Eulerian paths with kmers
Using the networkx library for Eulerian path reconstruction and de Bruijn graphs
Here is a simple example of unitig generation for sequence assembly using the networkx
library. The goal here is to suggest a method to generate contiguous sequences from overlapping genomic reads while minimizing overhead and utilizing the powerful networkx library for a basic component of solving the assembly problem using Python. I will skip the differentiation between overlap-consensus and de Bruijn graph assembly for now and focus on unitig/contig generation using the has_eulerian_path
method on a properly constructed networkx.DiGraph
.
What is sequence assembly?
For those unfamiliar with sequence assembly, the problem arises when genomic, transcriptomic, or metagenomic sequences are unknown to researchers. DNA sequencing technologies such as Sanger, PacBio, and Illumina sequencing can provide partial answers to a larger problem:
- what is the underlying genomic sequence?
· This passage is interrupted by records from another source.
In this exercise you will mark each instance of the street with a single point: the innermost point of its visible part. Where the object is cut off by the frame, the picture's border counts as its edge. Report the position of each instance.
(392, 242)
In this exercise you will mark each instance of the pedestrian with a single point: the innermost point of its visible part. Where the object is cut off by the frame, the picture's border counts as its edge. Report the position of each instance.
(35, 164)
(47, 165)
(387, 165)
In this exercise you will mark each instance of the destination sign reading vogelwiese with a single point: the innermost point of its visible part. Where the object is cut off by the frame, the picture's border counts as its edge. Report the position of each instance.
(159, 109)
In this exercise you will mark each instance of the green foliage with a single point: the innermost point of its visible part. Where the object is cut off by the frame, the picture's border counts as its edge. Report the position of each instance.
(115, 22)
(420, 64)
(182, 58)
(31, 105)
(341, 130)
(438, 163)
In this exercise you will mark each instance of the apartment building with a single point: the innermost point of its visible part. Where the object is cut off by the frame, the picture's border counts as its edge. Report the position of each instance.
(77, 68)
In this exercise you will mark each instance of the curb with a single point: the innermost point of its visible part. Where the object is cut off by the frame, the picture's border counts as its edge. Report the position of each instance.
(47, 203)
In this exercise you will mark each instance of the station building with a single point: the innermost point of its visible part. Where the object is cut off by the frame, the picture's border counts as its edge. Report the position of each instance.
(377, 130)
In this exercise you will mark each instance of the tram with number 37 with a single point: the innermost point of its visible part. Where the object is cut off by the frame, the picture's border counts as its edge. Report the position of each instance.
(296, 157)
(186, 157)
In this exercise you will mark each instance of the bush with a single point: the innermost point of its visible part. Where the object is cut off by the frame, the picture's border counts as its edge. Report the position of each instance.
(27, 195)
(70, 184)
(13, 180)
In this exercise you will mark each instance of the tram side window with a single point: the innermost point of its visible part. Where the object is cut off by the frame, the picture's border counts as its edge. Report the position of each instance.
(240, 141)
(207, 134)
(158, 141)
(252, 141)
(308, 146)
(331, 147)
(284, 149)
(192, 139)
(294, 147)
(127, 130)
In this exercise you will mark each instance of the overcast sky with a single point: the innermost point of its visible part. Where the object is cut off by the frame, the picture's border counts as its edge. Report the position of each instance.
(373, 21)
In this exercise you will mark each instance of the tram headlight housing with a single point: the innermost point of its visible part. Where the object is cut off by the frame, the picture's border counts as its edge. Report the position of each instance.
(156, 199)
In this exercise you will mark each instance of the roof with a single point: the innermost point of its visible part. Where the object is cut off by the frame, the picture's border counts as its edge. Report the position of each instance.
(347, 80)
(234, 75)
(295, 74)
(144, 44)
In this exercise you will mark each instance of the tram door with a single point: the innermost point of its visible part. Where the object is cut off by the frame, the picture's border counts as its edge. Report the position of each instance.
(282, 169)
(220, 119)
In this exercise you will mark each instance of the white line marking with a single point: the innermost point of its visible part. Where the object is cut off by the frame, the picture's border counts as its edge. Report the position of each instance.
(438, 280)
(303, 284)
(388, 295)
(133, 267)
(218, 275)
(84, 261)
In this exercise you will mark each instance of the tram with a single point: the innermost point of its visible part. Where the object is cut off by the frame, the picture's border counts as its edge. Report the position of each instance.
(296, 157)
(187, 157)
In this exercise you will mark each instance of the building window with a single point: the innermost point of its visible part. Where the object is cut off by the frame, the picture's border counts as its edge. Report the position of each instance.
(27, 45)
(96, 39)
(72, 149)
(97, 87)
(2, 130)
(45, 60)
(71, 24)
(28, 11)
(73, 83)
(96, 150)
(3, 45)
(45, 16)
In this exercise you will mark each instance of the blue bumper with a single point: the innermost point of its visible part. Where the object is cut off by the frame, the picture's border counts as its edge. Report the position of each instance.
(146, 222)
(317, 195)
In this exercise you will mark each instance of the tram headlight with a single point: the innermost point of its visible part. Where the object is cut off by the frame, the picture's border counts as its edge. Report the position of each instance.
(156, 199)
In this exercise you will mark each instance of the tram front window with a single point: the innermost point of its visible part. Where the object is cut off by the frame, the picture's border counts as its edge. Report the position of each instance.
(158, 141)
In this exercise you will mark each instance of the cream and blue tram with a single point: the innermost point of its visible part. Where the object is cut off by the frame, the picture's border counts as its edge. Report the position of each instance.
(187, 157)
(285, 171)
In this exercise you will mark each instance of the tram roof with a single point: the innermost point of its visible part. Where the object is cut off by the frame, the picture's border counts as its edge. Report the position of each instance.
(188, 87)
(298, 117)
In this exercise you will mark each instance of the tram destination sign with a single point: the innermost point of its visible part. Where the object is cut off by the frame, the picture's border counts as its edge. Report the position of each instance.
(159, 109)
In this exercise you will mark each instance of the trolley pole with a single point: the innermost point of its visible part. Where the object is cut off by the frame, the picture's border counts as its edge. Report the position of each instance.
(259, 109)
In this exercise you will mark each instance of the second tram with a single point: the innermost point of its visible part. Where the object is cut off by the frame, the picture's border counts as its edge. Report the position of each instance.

- what are the key features in the DNA that regulate genetic functions?
- coding sequences (CDS)
- open reading frames (ORFs)
- transcription promoter elements
- ribosome binding sites (RBS)
- miRNAs
- how do we describe the reconstruction method?
- how would we assign a confidence level in the reconstruction?
Classical sequence assembly analogy
Now, consider the often-used example of shredding 100 copies of a book, and then trying to reassemble the original text from fragments of the book. By pure chance, you may find some sentence fragments that occur multiple times in the text. But, by shredding the text at non-uniform locations, you may find some fragments with the ends of a sentence with the beginning of a second sentence. When considering all of the overlapping fragments, it can be possible, with enough copies of the book, to reconstruct the underlying text.
Preface to the sequence assembly problem
Building the larger genomic sequence relies on some knowledge of how the smaller building blocks, often referred to as reads, (using the dideoxy Solexa/Illumina parlance, for overlaps that can be considered ‘statistically meaningful’ overlaps by virtue of two metrics:
First, the Phred score Q = 10 log10(P) is used by some sequence assembly software explicitly, or during the data pre-processing, to restrict consideration to high-quality sequence reads, reducing the complexity of sequence assembly due to technical artifacts and low-accuracy DNA base-calls.
Second, a choice of overlap length between reads is often implicitly made, and historically a ‘significant’ overlap is one where the probability of serendipitous overlap is low. This problem is not new to biology, and I’ll use the example of RT-PCR to illustrate some background of the expected frequency of a specific genomic sequence with a fixed length, say ‘k’. The use of sequence primers in human mRNA-targeting qRT-PCR have used lengths of 18-25 base pairs for each primer. Consider a naive example where the odds of two 22-bp primers amplifying an incorrect region in a genome being considerably low, perhaps proportional to the specificity of that 22-bp sequence, which gives a frequency of 1/422 ~ occuring perhaps 1 time in over 17 trillion bases.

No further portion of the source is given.